Mi ciudad de noche, con sus cálidas lúces de sodio, es como un cuento de algún autor famoso que parece no recordar. Destella la alegría, el furor, la venganza. Titila en su afán de no apagarse.
Por las noches mi ciudad es parte de una realidad aparte. Es dueña de mil historias que no comienzan y nunca acaban. Es presa y voyeur de mil violadores que fornican en sus calles; de miles de niños que sueñan con sobrevolarla, con llegar hasta la luna tan lejana.
Y la brisa sopla, pero nunca enfría los corazones que aquí se alojan. Y el sol calienta, pero jamás podrá derretir las ilusiones que vagan por sus callejones.
Cuenta la leyenda que mi ciudad es tan grande y tan inmensa que se ha devorado pueblos enteros. Que por sus venas correr ríos, por debajo de ella.

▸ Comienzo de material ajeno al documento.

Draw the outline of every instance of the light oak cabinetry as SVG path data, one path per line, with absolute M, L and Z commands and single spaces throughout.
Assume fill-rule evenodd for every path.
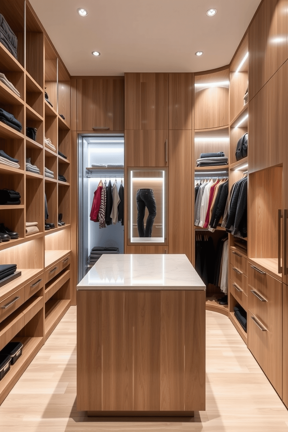
M 124 78 L 77 79 L 77 130 L 124 130 Z

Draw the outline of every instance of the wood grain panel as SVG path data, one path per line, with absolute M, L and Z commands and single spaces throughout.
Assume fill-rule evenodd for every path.
M 169 131 L 169 253 L 192 262 L 191 131 Z
M 192 128 L 192 74 L 169 74 L 169 128 Z
M 104 411 L 133 408 L 132 327 L 128 295 L 102 291 L 102 404 Z
M 185 410 L 205 410 L 206 292 L 185 291 Z
M 77 130 L 124 130 L 123 77 L 77 79 Z
M 160 410 L 183 411 L 184 397 L 184 291 L 161 291 Z
M 229 81 L 229 69 L 195 76 L 195 86 Z M 206 129 L 229 124 L 229 86 L 195 86 L 195 128 Z
M 101 291 L 77 292 L 77 408 L 102 410 Z
M 264 0 L 249 27 L 249 99 L 287 60 L 287 0 Z
M 160 291 L 134 292 L 133 315 L 133 409 L 160 409 Z
M 126 130 L 127 166 L 167 166 L 166 146 L 168 146 L 168 130 Z
M 168 129 L 168 74 L 125 74 L 125 129 Z

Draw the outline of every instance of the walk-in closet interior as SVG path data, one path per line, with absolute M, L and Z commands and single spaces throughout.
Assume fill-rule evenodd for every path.
M 288 407 L 288 11 L 216 69 L 86 76 L 1 2 L 0 403 L 103 254 L 181 254 Z

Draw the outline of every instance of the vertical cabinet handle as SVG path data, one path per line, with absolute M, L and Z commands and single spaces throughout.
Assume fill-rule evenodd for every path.
M 284 229 L 284 254 L 283 262 L 283 271 L 284 274 L 288 274 L 288 269 L 287 268 L 287 219 L 288 219 L 288 210 L 285 209 L 284 210 L 284 220 L 283 222 Z
M 282 273 L 282 267 L 281 266 L 281 218 L 282 210 L 278 210 L 278 273 Z

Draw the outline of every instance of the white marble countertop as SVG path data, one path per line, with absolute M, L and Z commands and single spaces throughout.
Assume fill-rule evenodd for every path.
M 206 286 L 186 255 L 103 254 L 77 289 L 205 290 Z

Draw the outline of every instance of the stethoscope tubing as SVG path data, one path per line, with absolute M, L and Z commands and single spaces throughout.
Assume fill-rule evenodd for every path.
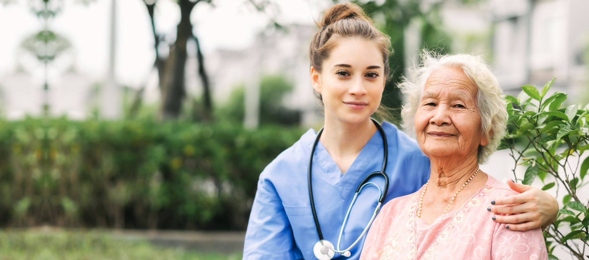
M 389 189 L 389 178 L 388 176 L 386 175 L 386 174 L 385 173 L 385 171 L 386 170 L 386 161 L 387 158 L 388 158 L 388 145 L 386 141 L 386 136 L 385 135 L 385 131 L 382 129 L 382 127 L 380 126 L 380 124 L 379 124 L 378 122 L 373 119 L 370 119 L 370 120 L 372 120 L 372 122 L 376 127 L 376 129 L 378 129 L 378 131 L 380 133 L 380 136 L 382 137 L 383 146 L 384 147 L 382 168 L 382 170 L 380 170 L 380 171 L 376 171 L 370 173 L 370 174 L 368 174 L 368 175 L 367 175 L 366 178 L 364 178 L 364 180 L 360 184 L 360 185 L 358 185 L 358 188 L 356 190 L 356 194 L 354 195 L 354 198 L 352 200 L 352 204 L 350 204 L 350 207 L 348 210 L 348 213 L 346 214 L 346 218 L 344 220 L 343 225 L 342 225 L 342 229 L 340 230 L 340 235 L 337 239 L 337 250 L 334 250 L 335 252 L 337 253 L 341 253 L 349 251 L 349 249 L 350 249 L 352 247 L 356 245 L 356 244 L 360 241 L 360 239 L 364 236 L 364 234 L 366 233 L 368 228 L 372 224 L 372 221 L 374 220 L 375 217 L 378 213 L 378 211 L 380 210 L 380 205 L 384 202 L 385 198 L 386 197 L 387 191 L 388 191 Z M 312 185 L 312 181 L 311 181 L 311 175 L 312 175 L 311 169 L 313 167 L 313 156 L 315 152 L 315 147 L 317 146 L 317 144 L 319 141 L 319 137 L 321 136 L 321 134 L 323 133 L 323 128 L 322 127 L 321 129 L 319 130 L 319 131 L 317 133 L 317 137 L 315 138 L 315 141 L 313 143 L 313 147 L 311 148 L 311 155 L 310 156 L 309 156 L 309 168 L 307 169 L 307 183 L 309 186 L 309 198 L 311 204 L 311 211 L 313 212 L 313 218 L 315 222 L 315 228 L 317 229 L 317 234 L 319 236 L 319 241 L 322 241 L 322 244 L 323 244 L 322 241 L 323 241 L 323 233 L 321 232 L 321 227 L 320 225 L 319 225 L 319 220 L 317 217 L 317 212 L 315 210 L 315 202 L 313 197 L 313 186 Z M 362 231 L 362 234 L 360 235 L 359 237 L 358 237 L 357 239 L 356 239 L 356 241 L 354 242 L 354 243 L 352 245 L 352 246 L 350 246 L 346 250 L 340 251 L 339 250 L 339 244 L 341 240 L 342 234 L 343 231 L 344 226 L 347 222 L 348 217 L 349 215 L 350 211 L 352 210 L 352 207 L 356 201 L 356 198 L 358 197 L 358 193 L 365 185 L 367 185 L 369 183 L 376 185 L 376 184 L 372 183 L 367 183 L 368 181 L 373 176 L 375 175 L 382 175 L 382 176 L 385 178 L 385 188 L 383 192 L 380 193 L 380 198 L 379 198 L 378 200 L 379 203 L 378 205 L 376 206 L 376 208 L 375 210 L 375 213 L 373 214 L 372 217 L 370 218 L 368 225 L 366 226 L 366 227 L 364 229 L 364 231 Z M 378 186 L 376 185 L 376 187 L 378 187 Z M 379 191 L 380 192 L 380 188 L 379 188 Z

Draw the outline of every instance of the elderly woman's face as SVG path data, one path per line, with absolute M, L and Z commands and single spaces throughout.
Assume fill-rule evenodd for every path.
M 477 106 L 477 89 L 458 67 L 442 68 L 429 76 L 415 114 L 415 131 L 428 156 L 476 156 L 482 134 Z

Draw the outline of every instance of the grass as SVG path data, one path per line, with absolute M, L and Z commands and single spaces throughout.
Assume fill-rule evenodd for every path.
M 0 231 L 0 260 L 237 260 L 237 254 L 202 254 L 98 231 Z

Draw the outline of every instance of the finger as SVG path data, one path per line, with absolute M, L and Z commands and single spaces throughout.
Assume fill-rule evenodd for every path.
M 492 205 L 512 205 L 525 203 L 530 200 L 527 194 L 510 195 L 509 196 L 495 198 L 491 201 Z
M 514 182 L 513 180 L 509 179 L 507 181 L 507 185 L 509 186 L 509 188 L 513 190 L 514 191 L 524 193 L 525 191 L 529 191 L 534 188 L 529 185 L 522 184 L 521 183 L 518 183 Z
M 517 230 L 525 231 L 526 230 L 533 229 L 540 227 L 539 222 L 530 221 L 522 224 L 508 224 L 505 225 L 505 228 L 509 230 Z
M 533 205 L 527 204 L 489 206 L 487 208 L 487 210 L 495 214 L 515 214 L 537 211 L 537 208 L 535 210 L 532 208 L 533 207 Z
M 518 224 L 524 222 L 538 221 L 539 218 L 534 213 L 524 213 L 508 216 L 502 215 L 493 215 L 493 220 L 501 223 Z

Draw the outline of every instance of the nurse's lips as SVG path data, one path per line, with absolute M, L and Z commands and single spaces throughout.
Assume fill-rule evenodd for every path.
M 432 131 L 431 132 L 428 132 L 428 134 L 436 137 L 449 137 L 452 136 L 454 136 L 454 134 L 452 134 L 449 133 L 440 132 L 436 131 Z
M 368 103 L 366 102 L 359 102 L 357 101 L 345 101 L 343 103 L 346 104 L 346 106 L 348 106 L 348 107 L 350 107 L 355 110 L 361 110 L 363 109 L 364 107 L 366 107 L 366 105 L 368 104 Z

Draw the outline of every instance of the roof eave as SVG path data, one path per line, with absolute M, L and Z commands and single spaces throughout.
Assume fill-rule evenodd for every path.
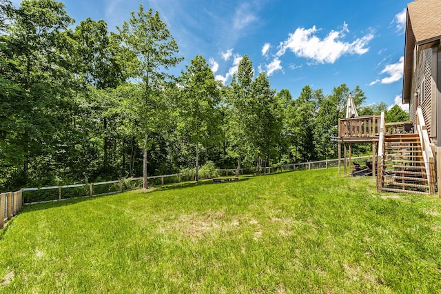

Habitantes hay muchos que la tratan sin cuidado, que no se percatan del daño que le han causado. De las llagas tan profundas que rajan el asfalto, y los aires tan pesados que tiñen sus bastos árboles. Pero también hay otros tantos, dueños y amantes de sus rincones, apasionados conversadores que se sientan en sus parques y le ceban unos mates.
Cuenta la leyenda que una vez en un apagón toda ella se oscureció, y pareció desvanecerse en otro mundo. Y por esa noche en la oscuridad que la rodeaba no había leyes ni mandatos; deberes ni alegatos. Pero cuando el día despertó, todo reapareció, y en un olvido esa oscura vida desapareció.